October 9 @ 12:30 pm – 1:30 pm  Room 206 Ingraham Hall

 “This talk charts the emergence of a new discourse of circulation in colonial Mexico during the period of the Iberian Union (1580-1640), when Spain and Portugal were unified under a single crown. Rather than unified, this discourse splits into two logics. The first circulatory logic, which I call infrastructure, focuses on the construction of durable structures like forts, ports, and roads that served to extend, accelerate, regularize, and secure commodity flows across vast distances and varied terrains. These sites of investment by the colonial state and local elites were aimed at making circulation governable, especially with regard to key commodities like Mexican silver and African slaves. The second logic, which I call fugitivity, names those forms of mobility characterized by ungovernability. During the period in question, this second logic became increasingly associated with the figure of the cimarrón (maroon or runaway slave). These two circulatory logics intersect along the camino real (royal highway) between Mexico City and the port of Veracruz, where wagon convoys transporting silver and other valuable commodities were raided by bands of cimarrones, thus interrupting the flow of global commerce at an important chokepoint.
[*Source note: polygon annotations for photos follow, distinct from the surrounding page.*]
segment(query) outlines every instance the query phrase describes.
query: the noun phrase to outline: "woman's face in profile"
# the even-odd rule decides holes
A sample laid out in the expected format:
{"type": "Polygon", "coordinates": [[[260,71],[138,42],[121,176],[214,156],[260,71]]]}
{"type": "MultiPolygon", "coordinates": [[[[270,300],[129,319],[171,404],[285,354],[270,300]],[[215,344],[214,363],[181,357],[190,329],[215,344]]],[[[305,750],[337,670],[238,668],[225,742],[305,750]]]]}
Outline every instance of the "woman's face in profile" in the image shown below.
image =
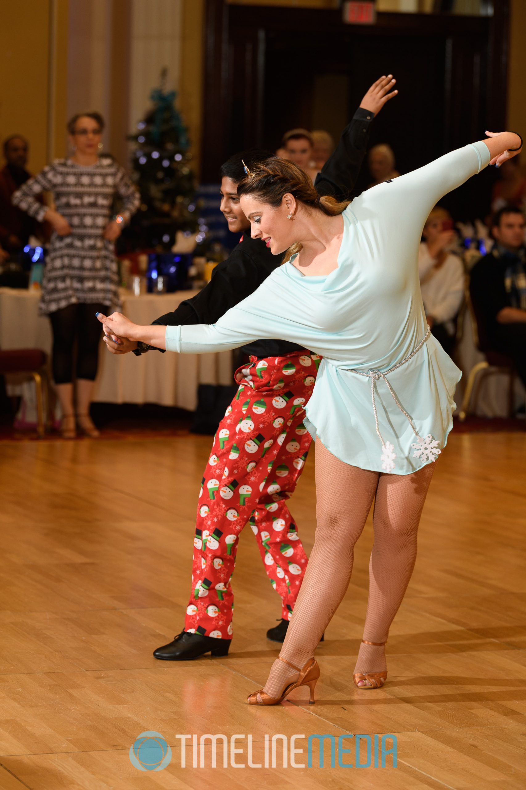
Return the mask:
{"type": "Polygon", "coordinates": [[[295,241],[294,220],[288,220],[290,213],[285,198],[277,209],[264,203],[254,195],[240,197],[241,208],[250,222],[250,235],[261,239],[272,255],[279,255],[287,250],[295,241]]]}

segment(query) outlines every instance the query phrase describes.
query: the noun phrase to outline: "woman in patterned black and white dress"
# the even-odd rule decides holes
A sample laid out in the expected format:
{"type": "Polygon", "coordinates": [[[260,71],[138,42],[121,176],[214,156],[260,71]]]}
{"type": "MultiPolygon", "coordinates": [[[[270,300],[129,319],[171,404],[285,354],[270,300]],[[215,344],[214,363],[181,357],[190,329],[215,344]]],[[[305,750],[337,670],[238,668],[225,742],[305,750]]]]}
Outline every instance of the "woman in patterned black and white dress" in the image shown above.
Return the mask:
{"type": "Polygon", "coordinates": [[[138,193],[122,167],[111,157],[99,156],[103,126],[99,113],[75,115],[67,127],[73,156],[44,167],[13,196],[15,205],[54,228],[39,311],[51,322],[53,378],[62,409],[62,432],[67,438],[75,437],[75,416],[85,433],[99,435],[89,416],[100,339],[94,314],[119,303],[114,243],[139,205],[138,193]],[[54,210],[35,199],[43,191],[53,193],[54,210]],[[111,218],[115,194],[122,199],[123,211],[111,218]]]}

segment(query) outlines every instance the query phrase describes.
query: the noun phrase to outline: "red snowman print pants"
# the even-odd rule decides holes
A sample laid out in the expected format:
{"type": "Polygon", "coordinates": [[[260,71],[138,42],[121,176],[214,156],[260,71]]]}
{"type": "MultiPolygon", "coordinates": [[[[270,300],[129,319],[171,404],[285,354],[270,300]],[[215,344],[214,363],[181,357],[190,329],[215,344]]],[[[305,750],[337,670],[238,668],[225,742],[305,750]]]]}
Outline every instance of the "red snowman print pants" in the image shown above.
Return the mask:
{"type": "Polygon", "coordinates": [[[201,482],[185,630],[232,635],[231,580],[248,522],[288,619],[307,558],[287,506],[311,438],[303,425],[320,357],[308,352],[257,359],[235,373],[238,393],[217,429],[201,482]]]}

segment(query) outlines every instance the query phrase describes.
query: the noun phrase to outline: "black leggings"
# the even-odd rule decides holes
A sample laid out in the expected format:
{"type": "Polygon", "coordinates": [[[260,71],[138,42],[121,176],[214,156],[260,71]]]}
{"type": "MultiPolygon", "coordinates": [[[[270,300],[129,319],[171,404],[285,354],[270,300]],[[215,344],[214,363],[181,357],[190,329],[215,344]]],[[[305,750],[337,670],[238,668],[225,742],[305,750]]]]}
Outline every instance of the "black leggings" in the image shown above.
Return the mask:
{"type": "Polygon", "coordinates": [[[53,378],[55,384],[73,382],[73,352],[77,341],[77,378],[94,381],[99,361],[102,324],[96,313],[107,314],[104,304],[69,304],[50,313],[53,329],[53,378]]]}

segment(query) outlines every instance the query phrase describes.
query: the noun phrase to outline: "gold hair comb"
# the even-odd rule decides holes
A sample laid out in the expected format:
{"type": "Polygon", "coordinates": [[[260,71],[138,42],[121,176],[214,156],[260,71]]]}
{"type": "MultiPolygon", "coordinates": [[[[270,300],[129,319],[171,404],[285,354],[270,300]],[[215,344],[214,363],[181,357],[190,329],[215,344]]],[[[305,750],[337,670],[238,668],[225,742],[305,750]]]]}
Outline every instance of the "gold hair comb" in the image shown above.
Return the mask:
{"type": "Polygon", "coordinates": [[[245,171],[245,172],[246,172],[246,175],[248,175],[249,179],[254,179],[254,175],[255,175],[256,174],[255,174],[255,173],[253,173],[251,170],[249,170],[249,169],[248,169],[248,167],[246,167],[246,164],[245,164],[245,163],[243,162],[242,159],[242,160],[241,160],[241,164],[242,164],[242,166],[243,166],[243,170],[245,171]]]}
By zooming in on these moments and the response by the colonial state and plantation owners, this paper highlights the material infrastructures that violently tied the world system together and the processes by which early modern theories of circulation became racialized.”

Daniel Nemser is an Associate Professor of Spanish in the Department of Romance Languages and Literatures at the University of Michigan. His current research focuses on colonial Latin American studies, critical race and ethnic studies, and the history of capitalism. He is the author of Infrastructures of Race: Concentration and Biopolitics in Colonial Mexico (University of Texas Press, 2017), which traces the long history of spatial concentration as a technique of colonial governance, and has published articles in journals like Mexican Studies/Estudios Mexicanos, Journal of Spanish Cultural Studies, Journal of Latin American Cultural Studies, Política Común, and Colonial Latin American Review.